Jean Morrison ’76 was invited by the US House Committee on Science, Space, and Technology to testify about sexual harassment in science, technology, engineering, and mathematics (STEM) this summer.
Currently Boston University’s provost and chief academic officer, as well as a geologist and professor, Jean spoke about Boston University’s efforts to combat harassment. She was joined by a small group of other higher education leaders who also spoke about experiences of harassment at their own colleges and universities.
The testimony is being collected in advance of a vote on House bill H.R. 36, the Combating Sexual Harassment in Science Act, to learn more about institutions’ experiences with harassment, and what actions they have taken to prevent future incidents.
The bill is focused on supporting researchers, and states that harassment is a major reason why women ultimately choose to leave scientific research. It will direct universities to alert federal scientific agencies when anyone who has received funding has been found to have harassed someone.
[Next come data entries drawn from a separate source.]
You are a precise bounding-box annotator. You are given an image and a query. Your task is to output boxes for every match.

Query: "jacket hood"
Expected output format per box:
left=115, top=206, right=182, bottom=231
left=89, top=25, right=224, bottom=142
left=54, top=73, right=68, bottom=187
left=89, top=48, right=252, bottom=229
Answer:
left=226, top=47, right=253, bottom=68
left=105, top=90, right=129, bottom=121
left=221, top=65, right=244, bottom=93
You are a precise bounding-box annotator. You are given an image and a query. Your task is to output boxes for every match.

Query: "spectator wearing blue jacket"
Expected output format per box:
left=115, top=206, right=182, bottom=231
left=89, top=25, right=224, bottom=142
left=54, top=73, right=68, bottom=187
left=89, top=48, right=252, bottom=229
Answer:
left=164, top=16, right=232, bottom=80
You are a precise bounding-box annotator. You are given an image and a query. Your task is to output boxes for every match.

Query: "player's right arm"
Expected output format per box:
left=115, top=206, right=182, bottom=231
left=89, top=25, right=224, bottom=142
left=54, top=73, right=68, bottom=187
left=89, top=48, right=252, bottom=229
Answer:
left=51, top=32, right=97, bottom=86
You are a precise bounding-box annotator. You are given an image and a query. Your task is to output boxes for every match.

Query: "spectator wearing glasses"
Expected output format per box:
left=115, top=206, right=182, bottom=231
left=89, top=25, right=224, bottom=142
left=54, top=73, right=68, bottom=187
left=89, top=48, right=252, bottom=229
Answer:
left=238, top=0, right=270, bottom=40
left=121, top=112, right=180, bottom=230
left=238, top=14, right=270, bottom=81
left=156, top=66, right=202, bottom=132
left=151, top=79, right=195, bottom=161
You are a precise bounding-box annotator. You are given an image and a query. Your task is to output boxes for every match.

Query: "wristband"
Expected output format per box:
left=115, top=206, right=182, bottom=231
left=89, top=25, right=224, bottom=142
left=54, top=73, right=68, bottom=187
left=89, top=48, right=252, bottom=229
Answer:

It will also direct the National Science Foundation to fund research into sexual harassment in STEM fields.
Jean’s remarks during the testimony outlined Boston University’s progress against sexual harassment so far, and how the university has improved its culture among researchers. Steps taken include prioritizing diversity, equity, and inclusion; changing the tenure clock to include time for parental leave; expanding child care offerings for employees and their families; having students, faculty, and staff take mandatory online sexual misconduct prevention training; and the formation of a working group on gender-based harassment training.
She recommended to the committee that there should be “a government-wide approach to handling sexual misconduct by federal grantees” so there is a clear set of rules established at the federal level. She also stated that the National Science Foundation should be authorized to fund research on gender-based harassment. “It’s essential that efforts to address harassment are data-driven and evidence-based,” said Jean.
“I am pleased to tell you what BU is doing to support our scholars, but I want to make clear that we are still a work in progress,” said Jean. “Yes, our values and our intentions are in the right place. But our job is to match those values with concrete actions.”